3.3 Electrical mapping and electrocardiographic studies inex vivo heart preparations
We then explored the effects of HCQ alone and combined with AZM in the
whole heart on electrophysiological activation and recovery, their
electrocardiographic correlates and the consequent
Ca2+ signalling processes reflecting
excitation-contraction coupling.
Figure 5A summarises sites of apical stimulation, and multi-electrode
array (MEA) and ECG recording in the electrical mapping experiments.
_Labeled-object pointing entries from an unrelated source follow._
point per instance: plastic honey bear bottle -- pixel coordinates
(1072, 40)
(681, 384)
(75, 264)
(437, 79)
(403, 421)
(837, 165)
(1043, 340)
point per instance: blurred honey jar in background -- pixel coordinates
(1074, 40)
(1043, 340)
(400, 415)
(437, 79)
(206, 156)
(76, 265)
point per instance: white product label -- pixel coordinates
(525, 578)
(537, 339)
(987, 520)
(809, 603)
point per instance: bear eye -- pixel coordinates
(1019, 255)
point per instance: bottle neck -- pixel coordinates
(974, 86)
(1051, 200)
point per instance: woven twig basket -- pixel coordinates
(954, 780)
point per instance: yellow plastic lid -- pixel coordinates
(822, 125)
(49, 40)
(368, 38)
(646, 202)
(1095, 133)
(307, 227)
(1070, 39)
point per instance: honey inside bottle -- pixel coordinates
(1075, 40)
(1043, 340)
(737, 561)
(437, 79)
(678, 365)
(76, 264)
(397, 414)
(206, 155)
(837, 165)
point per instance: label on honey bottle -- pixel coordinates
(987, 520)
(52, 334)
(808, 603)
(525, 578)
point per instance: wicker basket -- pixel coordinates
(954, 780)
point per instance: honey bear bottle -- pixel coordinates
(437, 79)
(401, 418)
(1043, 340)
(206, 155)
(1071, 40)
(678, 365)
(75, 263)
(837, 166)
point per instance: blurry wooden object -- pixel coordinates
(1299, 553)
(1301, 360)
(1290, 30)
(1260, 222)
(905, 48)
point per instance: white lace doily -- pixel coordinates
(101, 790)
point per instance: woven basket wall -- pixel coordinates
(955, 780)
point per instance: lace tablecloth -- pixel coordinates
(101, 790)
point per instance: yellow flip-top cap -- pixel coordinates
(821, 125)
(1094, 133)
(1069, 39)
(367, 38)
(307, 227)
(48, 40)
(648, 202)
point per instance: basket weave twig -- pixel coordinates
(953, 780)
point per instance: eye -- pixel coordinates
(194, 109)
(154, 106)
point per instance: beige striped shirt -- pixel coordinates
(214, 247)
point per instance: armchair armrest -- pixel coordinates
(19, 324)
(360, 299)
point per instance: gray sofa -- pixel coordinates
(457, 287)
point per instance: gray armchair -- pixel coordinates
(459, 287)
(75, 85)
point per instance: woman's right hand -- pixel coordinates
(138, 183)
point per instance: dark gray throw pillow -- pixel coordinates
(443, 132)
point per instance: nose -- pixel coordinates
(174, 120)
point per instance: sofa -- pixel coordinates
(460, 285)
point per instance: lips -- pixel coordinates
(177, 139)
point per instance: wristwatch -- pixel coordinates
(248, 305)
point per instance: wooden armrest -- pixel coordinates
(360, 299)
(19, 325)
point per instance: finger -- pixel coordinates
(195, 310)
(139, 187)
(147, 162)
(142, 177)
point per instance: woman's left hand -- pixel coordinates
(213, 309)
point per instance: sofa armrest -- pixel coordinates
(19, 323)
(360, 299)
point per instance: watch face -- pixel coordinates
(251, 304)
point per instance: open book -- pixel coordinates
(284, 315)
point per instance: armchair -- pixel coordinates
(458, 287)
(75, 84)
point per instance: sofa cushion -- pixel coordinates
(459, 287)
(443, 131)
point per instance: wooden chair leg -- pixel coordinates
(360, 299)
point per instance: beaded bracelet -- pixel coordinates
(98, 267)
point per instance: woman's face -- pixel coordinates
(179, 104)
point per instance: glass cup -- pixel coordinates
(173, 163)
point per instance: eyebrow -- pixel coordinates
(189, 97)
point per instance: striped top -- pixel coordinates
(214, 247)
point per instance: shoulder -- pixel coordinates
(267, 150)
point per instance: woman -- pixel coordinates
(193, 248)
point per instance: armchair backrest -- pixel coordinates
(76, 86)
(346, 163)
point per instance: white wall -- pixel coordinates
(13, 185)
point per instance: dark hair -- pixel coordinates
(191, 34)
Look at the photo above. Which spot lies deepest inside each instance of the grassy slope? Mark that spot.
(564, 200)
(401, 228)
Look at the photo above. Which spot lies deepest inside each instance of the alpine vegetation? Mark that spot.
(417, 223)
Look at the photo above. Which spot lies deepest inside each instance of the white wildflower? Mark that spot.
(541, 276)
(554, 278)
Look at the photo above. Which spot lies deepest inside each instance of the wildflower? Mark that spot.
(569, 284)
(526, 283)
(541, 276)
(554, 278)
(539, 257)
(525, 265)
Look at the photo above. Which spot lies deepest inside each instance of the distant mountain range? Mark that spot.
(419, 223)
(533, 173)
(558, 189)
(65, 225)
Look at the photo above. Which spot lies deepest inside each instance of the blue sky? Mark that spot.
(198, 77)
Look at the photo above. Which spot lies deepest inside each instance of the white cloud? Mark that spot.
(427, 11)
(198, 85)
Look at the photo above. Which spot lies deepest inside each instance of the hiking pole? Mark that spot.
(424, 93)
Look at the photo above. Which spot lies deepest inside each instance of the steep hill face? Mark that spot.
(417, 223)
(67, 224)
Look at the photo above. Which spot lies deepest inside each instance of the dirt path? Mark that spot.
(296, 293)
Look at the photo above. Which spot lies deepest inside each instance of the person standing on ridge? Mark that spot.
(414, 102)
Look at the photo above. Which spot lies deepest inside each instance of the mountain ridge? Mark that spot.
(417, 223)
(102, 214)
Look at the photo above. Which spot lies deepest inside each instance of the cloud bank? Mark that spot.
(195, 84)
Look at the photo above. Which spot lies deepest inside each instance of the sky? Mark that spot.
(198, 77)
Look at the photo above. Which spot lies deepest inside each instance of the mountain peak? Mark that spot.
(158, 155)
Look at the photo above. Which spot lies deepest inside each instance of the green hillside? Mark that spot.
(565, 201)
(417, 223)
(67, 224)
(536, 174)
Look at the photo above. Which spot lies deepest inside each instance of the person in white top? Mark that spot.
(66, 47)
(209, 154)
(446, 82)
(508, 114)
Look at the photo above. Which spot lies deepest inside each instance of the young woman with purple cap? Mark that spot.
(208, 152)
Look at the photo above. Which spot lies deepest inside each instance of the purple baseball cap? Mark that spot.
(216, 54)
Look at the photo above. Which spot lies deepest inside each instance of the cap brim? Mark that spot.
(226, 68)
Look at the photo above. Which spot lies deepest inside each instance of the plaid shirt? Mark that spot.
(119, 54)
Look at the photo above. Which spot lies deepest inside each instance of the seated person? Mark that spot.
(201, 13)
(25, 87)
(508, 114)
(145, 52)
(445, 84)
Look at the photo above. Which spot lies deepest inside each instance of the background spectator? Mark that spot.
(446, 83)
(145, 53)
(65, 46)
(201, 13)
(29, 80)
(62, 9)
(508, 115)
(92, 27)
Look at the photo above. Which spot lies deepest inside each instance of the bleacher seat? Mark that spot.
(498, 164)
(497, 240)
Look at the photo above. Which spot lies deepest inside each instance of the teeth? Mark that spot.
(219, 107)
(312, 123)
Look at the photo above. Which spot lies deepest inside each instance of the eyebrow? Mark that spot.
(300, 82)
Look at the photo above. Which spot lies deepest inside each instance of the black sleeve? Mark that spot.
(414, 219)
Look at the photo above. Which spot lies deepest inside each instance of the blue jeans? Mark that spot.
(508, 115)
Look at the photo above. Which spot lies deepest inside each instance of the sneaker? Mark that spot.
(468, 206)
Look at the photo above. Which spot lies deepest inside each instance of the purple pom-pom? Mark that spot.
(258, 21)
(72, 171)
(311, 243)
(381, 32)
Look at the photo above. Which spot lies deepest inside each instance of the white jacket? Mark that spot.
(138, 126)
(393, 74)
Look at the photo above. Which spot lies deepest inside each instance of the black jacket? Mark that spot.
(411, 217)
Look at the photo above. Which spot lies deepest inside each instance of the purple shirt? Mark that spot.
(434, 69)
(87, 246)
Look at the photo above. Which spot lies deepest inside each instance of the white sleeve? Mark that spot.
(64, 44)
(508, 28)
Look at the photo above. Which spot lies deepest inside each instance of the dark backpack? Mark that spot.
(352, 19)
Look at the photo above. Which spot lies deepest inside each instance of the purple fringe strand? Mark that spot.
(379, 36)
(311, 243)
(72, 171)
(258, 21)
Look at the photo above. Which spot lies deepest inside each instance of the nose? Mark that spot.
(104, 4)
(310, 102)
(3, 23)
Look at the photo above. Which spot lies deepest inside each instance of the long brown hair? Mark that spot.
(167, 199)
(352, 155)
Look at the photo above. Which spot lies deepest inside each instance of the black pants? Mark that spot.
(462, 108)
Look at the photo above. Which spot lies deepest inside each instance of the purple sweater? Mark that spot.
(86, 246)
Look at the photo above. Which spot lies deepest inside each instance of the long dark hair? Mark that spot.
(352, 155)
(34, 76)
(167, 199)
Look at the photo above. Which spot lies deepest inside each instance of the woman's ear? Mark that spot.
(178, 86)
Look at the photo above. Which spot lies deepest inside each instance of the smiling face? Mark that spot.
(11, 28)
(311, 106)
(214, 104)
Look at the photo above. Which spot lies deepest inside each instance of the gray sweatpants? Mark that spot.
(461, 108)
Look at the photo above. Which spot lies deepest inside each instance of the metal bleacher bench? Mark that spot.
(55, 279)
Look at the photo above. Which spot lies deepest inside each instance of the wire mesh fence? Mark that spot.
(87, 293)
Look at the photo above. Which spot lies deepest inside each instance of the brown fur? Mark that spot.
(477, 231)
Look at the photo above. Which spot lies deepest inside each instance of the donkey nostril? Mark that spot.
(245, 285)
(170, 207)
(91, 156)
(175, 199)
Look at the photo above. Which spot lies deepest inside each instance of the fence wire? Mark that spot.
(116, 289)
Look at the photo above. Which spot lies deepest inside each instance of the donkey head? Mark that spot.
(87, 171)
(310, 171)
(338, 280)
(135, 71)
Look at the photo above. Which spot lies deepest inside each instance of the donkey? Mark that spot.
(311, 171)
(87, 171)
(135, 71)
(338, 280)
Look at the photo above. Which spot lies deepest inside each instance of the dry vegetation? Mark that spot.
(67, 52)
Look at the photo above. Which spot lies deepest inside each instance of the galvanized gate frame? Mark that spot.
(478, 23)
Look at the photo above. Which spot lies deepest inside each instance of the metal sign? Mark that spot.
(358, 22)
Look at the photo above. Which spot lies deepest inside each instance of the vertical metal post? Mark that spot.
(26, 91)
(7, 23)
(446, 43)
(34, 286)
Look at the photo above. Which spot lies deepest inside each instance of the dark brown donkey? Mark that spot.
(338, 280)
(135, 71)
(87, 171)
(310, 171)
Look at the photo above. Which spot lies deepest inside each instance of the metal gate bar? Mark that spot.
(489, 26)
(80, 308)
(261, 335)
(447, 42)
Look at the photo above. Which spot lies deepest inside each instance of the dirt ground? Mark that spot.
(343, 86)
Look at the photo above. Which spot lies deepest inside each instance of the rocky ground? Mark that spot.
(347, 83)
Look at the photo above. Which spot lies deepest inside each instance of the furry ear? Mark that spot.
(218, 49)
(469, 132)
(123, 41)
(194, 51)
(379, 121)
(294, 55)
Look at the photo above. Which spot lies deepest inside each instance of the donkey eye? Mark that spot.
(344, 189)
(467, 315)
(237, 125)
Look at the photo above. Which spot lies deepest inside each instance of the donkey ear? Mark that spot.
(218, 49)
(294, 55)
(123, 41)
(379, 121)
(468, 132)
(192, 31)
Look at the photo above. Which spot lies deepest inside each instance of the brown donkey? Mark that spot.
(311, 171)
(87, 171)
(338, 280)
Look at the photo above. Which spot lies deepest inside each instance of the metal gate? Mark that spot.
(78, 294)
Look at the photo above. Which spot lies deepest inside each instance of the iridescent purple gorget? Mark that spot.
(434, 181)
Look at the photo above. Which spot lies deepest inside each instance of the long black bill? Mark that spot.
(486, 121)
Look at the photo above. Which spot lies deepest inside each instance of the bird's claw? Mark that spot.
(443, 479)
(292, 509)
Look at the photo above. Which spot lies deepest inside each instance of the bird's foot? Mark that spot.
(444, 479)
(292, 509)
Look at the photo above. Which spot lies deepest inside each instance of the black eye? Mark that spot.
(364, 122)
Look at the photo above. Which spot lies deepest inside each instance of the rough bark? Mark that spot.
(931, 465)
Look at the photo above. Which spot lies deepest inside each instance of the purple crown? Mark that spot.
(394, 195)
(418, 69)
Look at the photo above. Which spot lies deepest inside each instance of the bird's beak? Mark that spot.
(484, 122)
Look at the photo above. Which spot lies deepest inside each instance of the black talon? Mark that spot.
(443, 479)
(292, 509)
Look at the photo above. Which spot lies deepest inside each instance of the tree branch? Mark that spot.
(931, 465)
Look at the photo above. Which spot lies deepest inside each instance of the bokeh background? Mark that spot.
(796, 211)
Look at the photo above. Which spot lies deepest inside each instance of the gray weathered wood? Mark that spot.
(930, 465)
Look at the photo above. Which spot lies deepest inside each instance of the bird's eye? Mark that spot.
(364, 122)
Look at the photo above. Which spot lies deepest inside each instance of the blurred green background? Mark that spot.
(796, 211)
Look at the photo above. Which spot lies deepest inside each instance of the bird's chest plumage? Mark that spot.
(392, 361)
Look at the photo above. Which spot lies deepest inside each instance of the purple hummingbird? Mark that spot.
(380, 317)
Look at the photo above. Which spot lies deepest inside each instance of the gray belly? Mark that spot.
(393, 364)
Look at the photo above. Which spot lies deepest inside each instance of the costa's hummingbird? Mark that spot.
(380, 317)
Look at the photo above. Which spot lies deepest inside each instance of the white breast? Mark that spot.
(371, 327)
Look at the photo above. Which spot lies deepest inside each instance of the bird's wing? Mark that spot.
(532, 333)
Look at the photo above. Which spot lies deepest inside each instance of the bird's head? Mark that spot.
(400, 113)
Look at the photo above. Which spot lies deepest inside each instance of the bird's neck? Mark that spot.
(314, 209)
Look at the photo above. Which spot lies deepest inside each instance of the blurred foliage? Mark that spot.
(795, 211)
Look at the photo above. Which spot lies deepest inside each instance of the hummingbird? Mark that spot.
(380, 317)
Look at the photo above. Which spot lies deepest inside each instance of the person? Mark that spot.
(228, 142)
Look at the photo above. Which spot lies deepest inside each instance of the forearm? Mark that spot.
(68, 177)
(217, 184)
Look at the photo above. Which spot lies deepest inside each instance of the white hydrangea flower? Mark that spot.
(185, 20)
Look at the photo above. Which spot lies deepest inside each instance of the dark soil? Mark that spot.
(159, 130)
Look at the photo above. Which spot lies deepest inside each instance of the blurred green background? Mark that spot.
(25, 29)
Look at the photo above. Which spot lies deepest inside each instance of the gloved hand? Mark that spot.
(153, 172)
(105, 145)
Representative left atrial (LA) and left ventricular (LV) isochronal
conduction maps (B) obtained in the presence of 0 - 10 µM HCQ revealed a
clear reduction of conduction velocity and increased conduction
heterogeneities at 10 µM HCQ. Synergistic inhibitory effects on
conduction velocity were observed when hearts were treated with the 10
µM HCQ in combination with 10 µM AZM. All these effects were reversed on
drug washout (C(i)). 10 µM HCQ significantly decreased conduction
velocities of excitation with further decreases in velocity with the 10
µM HCQ and 10 µM AZM combination (C(ii)).
Quantification of the corresponding electrocardiogram (ECG) traces
(D(i)) demonstrated that both 10 µM HCQ, and 10 µM HCQ in combination
with 10 µM AZM, decreased heart rate (HR)(D(i)), and increased QT
interval (D(iii)), PR interval (D(iv)) and QRS duration (D(v)). In
particular, AZM when combined with HCQ augmented its effects on HR, and
QT and PR interval. Together these results suggested that 10 µM HCQ, and
10 µM HCQ and 10 µM AZM combined, exerted synergistic inhibitory effects
on heart rate and conduction, and prolonged cardiac repolarisation.